How I do Performance Journaling:

  • Morning pages allow me to dump whatever is on my mind to begin my day, which releases the breaks on how I approach it.
  • Gratitude journaling allows me to focus on the things I have rather than the things I don't.
  • I note down lessons when things/projects don't go according to plan or when things are successful.
  • I jot down ideas as they come to me.
  • I write out my wins of the day, which is important for anyone who's a type A individual.

For me, it's not enough to keep things in my mind. To get the most out of life I must write them down.

#4 - Distraction removal

I would smoke weed every single day to escape my anxiety. I'd watch porn as a way to numb myself from the discomfort of boredom. I'd drink alcohol to the point of getting blackout drunk to "release my inhibitions".

Each vice acted as a distraction from reaching my full potential.

As we grow up we turn to certain things to help us deal with the stress of the world when the truth is they become the things that add stress to our lives.

I had to get real with myself and list out the distractions I was using to blunt the effect of life.

So one by one I worked at eliminating them and replacing them with healthier habits.

The funny thing is I thought life would get boring but what happened was that life became more fulfilling as a result.

#5 - Controlling My Perception

Something that's taken me years to figure out is that reality is malleable.

This is because our perception acts as the lens through which we view reality.

The unfortunate thing that I realized is that my perception was based on how others saw reality.

I would adopt beliefs about myself and the world because of how others viewed it and in the age of social media this is the most dangerous thing on the planet.

In a world that vies for attention, people will say some crazy things to influence your idea of what reality means.

Fortunately, we can also use this to our advantage. We can train ourselves to perceive life in a way that serves us instead of others.

 

 

Most people walk unconsciously through the world.

When we gain greater control of our brains and become aware of our perceptions we can create a reality that we enjoy living in.

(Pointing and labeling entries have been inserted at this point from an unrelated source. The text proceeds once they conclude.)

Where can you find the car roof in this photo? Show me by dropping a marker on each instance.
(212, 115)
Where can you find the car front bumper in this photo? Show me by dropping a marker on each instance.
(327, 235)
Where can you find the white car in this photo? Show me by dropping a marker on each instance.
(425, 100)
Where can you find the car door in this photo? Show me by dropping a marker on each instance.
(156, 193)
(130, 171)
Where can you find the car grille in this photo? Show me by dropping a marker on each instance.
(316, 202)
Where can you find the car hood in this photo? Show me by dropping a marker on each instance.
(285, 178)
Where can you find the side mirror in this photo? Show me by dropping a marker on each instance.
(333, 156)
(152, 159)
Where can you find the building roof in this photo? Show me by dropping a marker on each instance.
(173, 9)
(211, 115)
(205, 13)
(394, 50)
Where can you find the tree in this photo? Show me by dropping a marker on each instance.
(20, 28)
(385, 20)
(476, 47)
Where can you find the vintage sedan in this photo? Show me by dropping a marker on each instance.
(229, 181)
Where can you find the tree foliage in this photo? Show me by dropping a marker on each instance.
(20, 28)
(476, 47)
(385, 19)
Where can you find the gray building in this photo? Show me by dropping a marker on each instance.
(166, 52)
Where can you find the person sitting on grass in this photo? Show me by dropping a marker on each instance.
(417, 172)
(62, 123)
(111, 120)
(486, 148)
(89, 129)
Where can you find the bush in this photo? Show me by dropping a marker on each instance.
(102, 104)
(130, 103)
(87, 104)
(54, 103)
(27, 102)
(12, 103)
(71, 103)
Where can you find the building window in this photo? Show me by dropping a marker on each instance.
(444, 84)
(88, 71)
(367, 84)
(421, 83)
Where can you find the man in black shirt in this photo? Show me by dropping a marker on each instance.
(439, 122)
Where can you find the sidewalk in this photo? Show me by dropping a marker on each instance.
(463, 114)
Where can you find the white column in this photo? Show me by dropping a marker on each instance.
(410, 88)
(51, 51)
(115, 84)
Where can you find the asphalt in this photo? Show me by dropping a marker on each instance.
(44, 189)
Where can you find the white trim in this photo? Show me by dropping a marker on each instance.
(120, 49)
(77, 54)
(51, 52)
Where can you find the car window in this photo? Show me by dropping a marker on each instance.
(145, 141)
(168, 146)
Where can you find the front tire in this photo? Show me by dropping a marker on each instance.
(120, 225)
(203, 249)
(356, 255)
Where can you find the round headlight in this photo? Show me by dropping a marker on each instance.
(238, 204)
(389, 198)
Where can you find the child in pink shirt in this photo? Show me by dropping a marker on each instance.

Questions I ask myself to control my perceptions:

  • How is this happening to me?
  • Where's the opportunity in this?
  • Where's the lesson in this?

If the brain was the vehicle for life I was I was asleep at the wheel. I let others dictate my beliefs and ideas around the world and I didn't like it.

When I took control of what life meant to me my life changed as a result and I achieved more success as a result.

This is why the steps above are listed in order. Each one is a way to help us gain control of the wheel and dictate what life means to us instead of the other way around.

The Knot That Ties The Bow Together

There is a final part to this that may seem counterintuitive to what I just explained above and here it is:

You achieve what you want to the degree that you let go.

Most people think that achieving things is done through grinding and trying super hard.

But sometimes that's the thing that pushes what we want away from ourselves.

Also, many times our best-laid plans can go to waste and we get to the outcome in ways we wouldn't have planned.

This doesn't mean to not take action. This means that our job is to do the work, let go of trying to control things and focus on managing our participation in the events that happen.

There's a saying in the Bhagavad Gita that's held true in my life, which I'm paraphrasing,

"You are only entitled to the labor, not the fruits".

So control what you can and let go of what you can't.

Do this and life becomes less stressful and you end up flowing rather than swimming upstream.

Now you have the protocol I use to train my brain for ultimate performance but don't take my word on it.

Try it out and see for yourself. You might be surprised at what happens.